Eppure le nevicate di questi giorni era prevista ed attesa. Ogni smartphone l’ha segnalata per tempo attraverso l’app delle previsioni meteorologiche. E allora, perché ci si è ridotti in queste condizioni? Le spiegazioni sono tante, così come tanta è l’improvvisazione di queste ore unita all’insopportabile sfruttamento del bisogno altrui, una specie di camorra d’alta quota che fa maledire il giorno in cui è stata programmata la vacanza da queste parti.

Ma andiamo per ordine. Roccaraso e tutto il comprensorio della Val di Sangro sono località del turismo invernale. Non è possibile che restino paralizzate a causa di una nevicata, per quanto abbondante. Eppure la paralisi si è verificata puntualmente. L’amministrazione comunale ha risposto tardi e male ad un evento previsto. Sei sono gli spazzaneve comunali che si sono rivelati insufficienti per liberare le strade. Certo, le auto abbandonate non hanno permesso di lavorare al meglio, spesso hanno ostruito il passaggio dei mezzi cingolati, ma questa è solo una parte della verità, un concorso di colpa degli automobilisti che non assolve il Comune dalla mancata programmazione degli interventi.

Tra le accuse principali rivolte all’amministrazione c’è quella di privilegiare lo spazzamento delle strade che portano agli impianti di risalita e alle piste. È da lì che arrivano le entrate principali per il comprensorio, per le scuole di sci ed i ristoranti. Ma non ha senso liberare strade «turistiche» se poi i vacanzieri della montagna vengono abbandonati in paese. Anzi, nelle pieghe del disservizio comunale si inserisce il mercato nero di chi con la montagna ci fa affari anche così: spalatori a chiamata, rivenditori e montatori di catene, bobcat privati che liberano persone e auto solo verso pagamento senza fattura, ovviamente. E anche stavolta la «montagna illegale» si è affacciata puntuale. Ha il volto di extracomunitari, per lo più, che si aggirano tra le strade innevate pronti a raccogliere le richieste di aiuto. Fanno loro il prezzo. Dieci euro per liberare un’auto, venti per montare catene, fino a cinquanta per chiamare uno spazzaneve privato. E se non si pagano quelle cifre non c’è nessuna solidarietà. Si resta bloccati. E beffati dal passaggio di mezzi che ti sfiorano senza soccorrerti.

Rintanati nelle case o negli hotel sperano di poter rientrare oggi in città lasciandosi alle spalle un periodo da dimenticare, fatto di litigate per una pala in prestito (negata quai sempre) per essere stati costretti a pagare per ricevere un soccorso che dovrebbe essere garantito.
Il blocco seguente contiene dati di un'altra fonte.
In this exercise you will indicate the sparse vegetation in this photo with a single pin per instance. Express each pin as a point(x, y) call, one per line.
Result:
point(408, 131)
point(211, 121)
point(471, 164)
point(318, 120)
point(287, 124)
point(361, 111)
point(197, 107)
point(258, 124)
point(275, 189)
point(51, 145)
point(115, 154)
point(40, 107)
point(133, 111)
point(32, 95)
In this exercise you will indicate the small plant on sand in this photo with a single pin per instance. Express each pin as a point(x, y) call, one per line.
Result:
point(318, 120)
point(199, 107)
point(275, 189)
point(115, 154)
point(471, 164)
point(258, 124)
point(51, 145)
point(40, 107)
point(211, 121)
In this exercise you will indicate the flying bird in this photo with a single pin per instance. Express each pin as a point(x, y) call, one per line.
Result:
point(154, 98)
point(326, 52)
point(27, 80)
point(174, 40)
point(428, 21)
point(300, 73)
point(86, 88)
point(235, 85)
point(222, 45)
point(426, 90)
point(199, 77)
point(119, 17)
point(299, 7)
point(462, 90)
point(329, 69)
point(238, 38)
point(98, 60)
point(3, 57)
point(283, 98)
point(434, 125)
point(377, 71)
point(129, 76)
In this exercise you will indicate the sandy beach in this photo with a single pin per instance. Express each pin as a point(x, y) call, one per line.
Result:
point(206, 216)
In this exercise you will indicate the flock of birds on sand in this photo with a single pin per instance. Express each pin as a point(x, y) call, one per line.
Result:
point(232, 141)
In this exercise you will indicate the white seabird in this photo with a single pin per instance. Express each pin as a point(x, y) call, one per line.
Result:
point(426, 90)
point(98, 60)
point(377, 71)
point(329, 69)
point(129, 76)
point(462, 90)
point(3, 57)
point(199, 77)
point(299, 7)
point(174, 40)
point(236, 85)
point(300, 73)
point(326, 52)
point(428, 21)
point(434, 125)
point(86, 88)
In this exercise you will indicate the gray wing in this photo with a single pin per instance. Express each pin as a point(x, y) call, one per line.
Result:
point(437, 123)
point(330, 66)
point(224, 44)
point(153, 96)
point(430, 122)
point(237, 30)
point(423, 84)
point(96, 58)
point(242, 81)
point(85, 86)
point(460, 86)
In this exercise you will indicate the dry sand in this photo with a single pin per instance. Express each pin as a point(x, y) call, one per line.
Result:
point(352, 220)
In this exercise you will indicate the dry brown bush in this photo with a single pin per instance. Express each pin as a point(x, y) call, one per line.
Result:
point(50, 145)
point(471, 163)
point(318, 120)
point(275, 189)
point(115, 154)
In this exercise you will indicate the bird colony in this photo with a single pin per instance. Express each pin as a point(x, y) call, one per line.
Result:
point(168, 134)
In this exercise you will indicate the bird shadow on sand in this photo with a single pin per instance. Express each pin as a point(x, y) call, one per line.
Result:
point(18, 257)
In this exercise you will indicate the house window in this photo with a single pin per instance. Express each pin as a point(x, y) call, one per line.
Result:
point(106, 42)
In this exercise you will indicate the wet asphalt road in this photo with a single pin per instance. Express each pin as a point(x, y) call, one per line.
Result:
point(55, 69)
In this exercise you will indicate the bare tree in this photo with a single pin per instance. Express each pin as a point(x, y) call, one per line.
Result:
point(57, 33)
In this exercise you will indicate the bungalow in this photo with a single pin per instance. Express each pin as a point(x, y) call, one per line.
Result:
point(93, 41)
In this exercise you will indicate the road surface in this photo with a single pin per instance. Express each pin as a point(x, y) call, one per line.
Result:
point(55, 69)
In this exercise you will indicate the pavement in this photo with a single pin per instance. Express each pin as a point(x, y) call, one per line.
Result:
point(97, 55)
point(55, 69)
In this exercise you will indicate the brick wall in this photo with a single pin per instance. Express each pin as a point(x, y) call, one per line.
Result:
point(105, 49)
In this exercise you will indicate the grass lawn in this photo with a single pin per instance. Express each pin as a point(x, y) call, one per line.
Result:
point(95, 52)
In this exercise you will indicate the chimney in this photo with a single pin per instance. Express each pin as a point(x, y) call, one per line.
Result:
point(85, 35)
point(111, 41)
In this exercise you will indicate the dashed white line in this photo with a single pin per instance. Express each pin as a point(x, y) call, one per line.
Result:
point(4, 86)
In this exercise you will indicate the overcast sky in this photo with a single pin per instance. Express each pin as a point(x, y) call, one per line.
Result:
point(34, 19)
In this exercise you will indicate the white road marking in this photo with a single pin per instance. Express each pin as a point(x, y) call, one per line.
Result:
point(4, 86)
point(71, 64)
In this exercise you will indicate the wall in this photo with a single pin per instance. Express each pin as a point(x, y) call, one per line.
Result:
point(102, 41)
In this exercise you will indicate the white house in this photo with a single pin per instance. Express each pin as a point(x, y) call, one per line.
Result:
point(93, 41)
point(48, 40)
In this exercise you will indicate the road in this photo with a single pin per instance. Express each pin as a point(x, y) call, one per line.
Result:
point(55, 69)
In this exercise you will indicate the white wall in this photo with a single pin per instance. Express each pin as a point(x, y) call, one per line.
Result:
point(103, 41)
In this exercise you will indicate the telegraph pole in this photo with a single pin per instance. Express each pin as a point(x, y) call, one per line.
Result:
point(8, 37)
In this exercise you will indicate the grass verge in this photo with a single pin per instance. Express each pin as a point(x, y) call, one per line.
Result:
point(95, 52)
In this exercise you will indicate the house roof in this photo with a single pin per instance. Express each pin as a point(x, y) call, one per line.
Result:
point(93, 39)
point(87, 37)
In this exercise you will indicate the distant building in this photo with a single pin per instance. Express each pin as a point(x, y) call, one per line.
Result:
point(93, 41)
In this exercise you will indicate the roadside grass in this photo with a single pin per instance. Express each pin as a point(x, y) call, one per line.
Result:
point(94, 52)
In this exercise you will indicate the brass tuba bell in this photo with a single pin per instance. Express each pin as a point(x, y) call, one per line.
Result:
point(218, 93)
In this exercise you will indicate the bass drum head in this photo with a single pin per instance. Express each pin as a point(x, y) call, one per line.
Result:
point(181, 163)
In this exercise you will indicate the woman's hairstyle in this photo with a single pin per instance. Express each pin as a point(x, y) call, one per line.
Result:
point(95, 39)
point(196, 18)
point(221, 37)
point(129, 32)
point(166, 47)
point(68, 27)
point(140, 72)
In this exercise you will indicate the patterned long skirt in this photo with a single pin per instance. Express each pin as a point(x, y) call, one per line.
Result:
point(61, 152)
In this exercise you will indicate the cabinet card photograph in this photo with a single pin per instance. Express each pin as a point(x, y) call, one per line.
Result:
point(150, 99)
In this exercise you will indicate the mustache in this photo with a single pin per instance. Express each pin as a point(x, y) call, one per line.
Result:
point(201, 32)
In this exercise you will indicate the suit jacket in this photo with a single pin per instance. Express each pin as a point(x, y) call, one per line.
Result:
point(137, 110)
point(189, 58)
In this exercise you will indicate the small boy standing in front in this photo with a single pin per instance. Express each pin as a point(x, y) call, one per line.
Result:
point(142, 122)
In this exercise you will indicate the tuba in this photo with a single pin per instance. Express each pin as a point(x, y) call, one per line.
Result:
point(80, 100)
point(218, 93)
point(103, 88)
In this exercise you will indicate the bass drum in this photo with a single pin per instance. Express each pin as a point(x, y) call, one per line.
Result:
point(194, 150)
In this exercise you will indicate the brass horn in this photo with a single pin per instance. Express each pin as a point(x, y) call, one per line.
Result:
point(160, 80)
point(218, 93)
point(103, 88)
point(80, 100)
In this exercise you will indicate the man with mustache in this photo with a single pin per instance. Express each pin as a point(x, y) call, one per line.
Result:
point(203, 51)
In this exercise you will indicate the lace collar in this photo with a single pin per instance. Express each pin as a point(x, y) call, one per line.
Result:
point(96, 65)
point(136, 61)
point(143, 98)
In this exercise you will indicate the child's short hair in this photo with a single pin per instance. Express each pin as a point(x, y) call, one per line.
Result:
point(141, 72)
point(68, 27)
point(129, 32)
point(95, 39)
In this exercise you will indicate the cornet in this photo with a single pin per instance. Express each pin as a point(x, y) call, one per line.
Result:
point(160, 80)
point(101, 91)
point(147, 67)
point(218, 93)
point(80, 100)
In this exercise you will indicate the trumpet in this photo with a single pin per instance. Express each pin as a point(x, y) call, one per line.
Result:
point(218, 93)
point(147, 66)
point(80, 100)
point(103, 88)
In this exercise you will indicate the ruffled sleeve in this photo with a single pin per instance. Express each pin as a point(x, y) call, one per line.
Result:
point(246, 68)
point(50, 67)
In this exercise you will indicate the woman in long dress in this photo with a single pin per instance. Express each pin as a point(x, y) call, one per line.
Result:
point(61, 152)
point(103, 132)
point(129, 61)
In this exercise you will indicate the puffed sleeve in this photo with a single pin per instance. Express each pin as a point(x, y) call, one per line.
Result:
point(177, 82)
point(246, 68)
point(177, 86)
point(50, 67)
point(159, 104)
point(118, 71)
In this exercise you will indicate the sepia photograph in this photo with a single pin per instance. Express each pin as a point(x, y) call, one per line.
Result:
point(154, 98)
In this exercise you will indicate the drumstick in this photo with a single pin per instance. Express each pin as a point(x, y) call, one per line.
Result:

Come quei paesi costieri che d’estate raddoppiano la loro popolazione, Roccaraso in questi giorni è densamente frequentata. Accade ogni anno da almeno trent’anni. Ma alla funzionalità degli impianti di risalita, alla buona professionalità delle scuole di sci, alla qualità dei ristoranti, non corrisponde l’efficienza della pubblica amministrazione. In un paese di montagna d’inverno nevica. È accaduto anche quest’anno. E anche quest’anno l’incubo dei turisti di montagna si è ripetuto quasi uguale. Speriamo finisca oggi.